What is it that makes you live so close to the child's vulnerability?
That's the million dollar question. If I'm going to be completely honest with myself, I think it's about me still trying to understand what I was going through. And I haven't fully understood. I'm trying to reconcile with my parents, especially with my mom, and I'm not succeeding, he says and continues:
It's like I'm trying to write my way to reconciliation.
Wikingsson figures
Even though "17 June" contains episodes that feel experienced, it's obvious that it's not an autobiographical novel. And Alex Schulman has had an unusually good time writing this time – in the phone calls back to 1986, Vidar borrows various contemporary celebrities' names. Fredrik Wikingsson and Skims millionaire Jens Grede appear in the book, for example.
And the mom in the book is awful, but she's also quite funny. She has pitch-black humor, there's something absurd in her character that I found exciting. So it's not just black, there's something little funny there.

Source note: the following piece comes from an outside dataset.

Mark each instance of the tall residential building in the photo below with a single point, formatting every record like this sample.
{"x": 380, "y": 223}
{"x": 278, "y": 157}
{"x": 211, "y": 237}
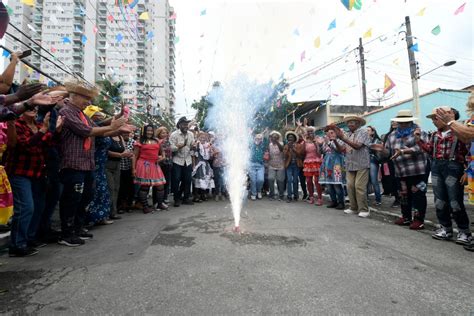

Recently, the filming of his first own film "Arkipelag" with Gustav Skarsgård, Linus Wahlgren, and Fares Fares in the lead roles was completed, and in the winter, he will direct his play "Mors dag" at Dramaten.
Screenplays and plays are so easy in some way. They're just dialogue, you just have to get into a rhythm, into a conversation's inherent melody. It's damn hard to write a book, much harder than everything else.
Sara Ullberg/TT
Facts: Alex Schulman
TT
Born: 1976
Lives: In Stockholm
Family: Wife Amanda and three children: Charlie, Frances, and Louis.
Background: Made a name for himself in public with his blog on Aftonbladet, which for a period was Sweden's most read on the net.
Debuted in 2009 with "Skynda att älska" about his father. In 2011, the book "Att vara med henne är som att springa uppför en sommaräng utan att bli det minsta trött" was released, which revolves around the relationship with his wife Amanda. "Glöm mig" from 2016 is about his mom, and in 2018 "Bränn alla mina brev" was released about his grandparents' relationship. "Överlevarna" (2020) and "Malma station" (2022) were his first fictional novels.
He also runs the podcast "Alex & Sigges podcast" with his friend Sigge Eklund, with whom he has written several books together.
Current with: The new novel "17 June", the film "Arkipelag" which will premiere in the fall of 2026, and the play "Mors dag" which will have its premiere at Dramaten in the winter.